Other encounters — with a no-nonsense sports mom (Jeryl Prescott), the owner of Erick’s team (Kyle MacLachlan) and Ray’s old friend Spence (Bill Duke), who runs a youth basketball program — follow the same didactic, disputatious pattern. There’s a fair amount of soliloquizing and rhetorical grandstanding, which is also true of Shakespeare, hip-hop and church. If you like any of those, you might enjoy this too.

In the course of all the back-and-forthing, a scheme emerges that strikes Ray as wonderfully simple and potentially revolutionary. What if the players, paralyzed by the intransigence of their employers, could eliminate those middlemen and take control of the fruits of their own talents? It’s a question that resonates beyond the court, the locker room and the broadcast booth, into the worlds of art and entertainment.
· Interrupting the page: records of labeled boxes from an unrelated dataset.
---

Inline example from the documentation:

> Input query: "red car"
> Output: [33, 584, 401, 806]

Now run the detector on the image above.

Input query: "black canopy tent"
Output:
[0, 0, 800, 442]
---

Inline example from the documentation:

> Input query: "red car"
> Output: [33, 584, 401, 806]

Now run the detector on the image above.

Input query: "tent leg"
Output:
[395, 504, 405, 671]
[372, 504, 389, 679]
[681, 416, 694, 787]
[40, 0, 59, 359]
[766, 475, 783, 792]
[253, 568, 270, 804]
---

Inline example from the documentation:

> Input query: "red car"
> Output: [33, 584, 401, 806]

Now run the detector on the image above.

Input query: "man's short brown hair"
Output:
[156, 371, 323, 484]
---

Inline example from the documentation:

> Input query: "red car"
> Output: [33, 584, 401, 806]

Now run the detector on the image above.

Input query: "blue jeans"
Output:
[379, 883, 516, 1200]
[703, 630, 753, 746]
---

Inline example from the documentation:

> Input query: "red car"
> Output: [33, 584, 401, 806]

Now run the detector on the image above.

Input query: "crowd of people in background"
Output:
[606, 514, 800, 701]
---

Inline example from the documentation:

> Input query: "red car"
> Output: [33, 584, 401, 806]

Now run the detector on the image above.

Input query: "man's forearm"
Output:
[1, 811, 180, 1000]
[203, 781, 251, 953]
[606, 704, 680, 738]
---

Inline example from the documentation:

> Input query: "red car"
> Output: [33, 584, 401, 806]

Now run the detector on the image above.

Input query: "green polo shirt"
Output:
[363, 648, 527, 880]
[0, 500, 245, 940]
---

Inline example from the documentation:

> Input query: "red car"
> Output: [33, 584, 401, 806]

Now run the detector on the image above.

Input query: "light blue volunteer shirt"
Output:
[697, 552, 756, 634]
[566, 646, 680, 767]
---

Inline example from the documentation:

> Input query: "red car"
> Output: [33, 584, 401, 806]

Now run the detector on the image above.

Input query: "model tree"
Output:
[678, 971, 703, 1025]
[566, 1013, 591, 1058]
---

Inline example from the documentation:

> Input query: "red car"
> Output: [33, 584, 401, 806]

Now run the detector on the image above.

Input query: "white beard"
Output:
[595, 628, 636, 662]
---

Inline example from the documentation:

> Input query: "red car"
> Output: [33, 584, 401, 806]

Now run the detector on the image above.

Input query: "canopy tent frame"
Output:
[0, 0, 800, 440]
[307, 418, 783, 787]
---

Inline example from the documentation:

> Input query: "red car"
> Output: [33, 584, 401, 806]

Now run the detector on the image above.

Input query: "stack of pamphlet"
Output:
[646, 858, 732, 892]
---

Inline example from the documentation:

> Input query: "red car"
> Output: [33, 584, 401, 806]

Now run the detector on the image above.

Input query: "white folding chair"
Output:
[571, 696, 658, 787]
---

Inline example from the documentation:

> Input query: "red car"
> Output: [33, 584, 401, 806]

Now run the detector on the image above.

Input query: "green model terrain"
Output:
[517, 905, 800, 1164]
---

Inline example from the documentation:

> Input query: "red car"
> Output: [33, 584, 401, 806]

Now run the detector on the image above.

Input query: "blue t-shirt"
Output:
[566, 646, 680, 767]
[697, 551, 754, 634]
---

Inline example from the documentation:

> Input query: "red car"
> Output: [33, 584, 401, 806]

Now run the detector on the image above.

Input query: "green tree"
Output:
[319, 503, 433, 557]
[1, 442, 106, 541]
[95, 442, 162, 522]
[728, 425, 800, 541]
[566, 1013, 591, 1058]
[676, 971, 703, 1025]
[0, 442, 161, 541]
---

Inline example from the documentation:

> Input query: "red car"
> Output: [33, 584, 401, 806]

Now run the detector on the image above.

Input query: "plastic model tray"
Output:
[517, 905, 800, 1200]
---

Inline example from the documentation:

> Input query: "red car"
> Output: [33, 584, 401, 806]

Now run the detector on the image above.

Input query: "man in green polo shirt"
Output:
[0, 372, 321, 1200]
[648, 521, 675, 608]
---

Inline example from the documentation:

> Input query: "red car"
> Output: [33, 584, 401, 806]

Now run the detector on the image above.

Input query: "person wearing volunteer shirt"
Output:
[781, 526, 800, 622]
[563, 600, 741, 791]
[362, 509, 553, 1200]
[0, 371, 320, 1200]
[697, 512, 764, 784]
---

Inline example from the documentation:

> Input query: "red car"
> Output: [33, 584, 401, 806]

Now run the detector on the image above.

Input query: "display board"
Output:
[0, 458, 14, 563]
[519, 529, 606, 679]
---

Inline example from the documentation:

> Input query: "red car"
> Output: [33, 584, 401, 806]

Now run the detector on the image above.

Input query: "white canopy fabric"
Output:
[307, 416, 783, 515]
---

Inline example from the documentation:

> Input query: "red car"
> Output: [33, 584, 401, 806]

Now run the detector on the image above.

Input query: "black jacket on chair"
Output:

The racial aspects of the power dynamic that governs organized sports is so obvious that it almost goes without saying.

Whenever anyone does say it — when, that is, somebody invokes slavery as a metaphor for current circumstances — Spence demands the recitation of a short prayer: “I love the Lord and all his black people.” If there is resignation in those words, there is defiance too.

“High Flying Bird” swoops and cuts through the contradictions of modern culture with the fleet momentum of a power forward destroying a flat-footed defense on his way to the hoop. You don’t quite understand what just happened until the next thing is already happening. The intellectual virtuosity on display is somehow both ostentatious and casual. The performances — Holland’s in particular, full of sadness, guile and audacity — feel the same way.

Not everything works. A backstory having to do with Ray’s cousin, a basketball prodigy who met a tragic end, feels like the kind of baggage more suited to the stage than the screen. At moments the busyness of the plot overshadows the wit of the performances. But the occasional raggedness of the movie only enhances the credibility of its ambitions. Like Ray Burke, it’s in a big hurry and has a lot on its mind.

And it leaves you with a lot to think about, in addition to race, class and basketball: what it means to love your work, and why it matters to be paid for it; how utopian visions and tactical calculations work together to create the possibility of change; why we take fun so seriously. It ends not with a big game or a high-stakes showdown but with a protest anthem — by Richie Havens, who also wrote the song that gives the film its name — and a recommendation for further reading. Which I am not about to spoil.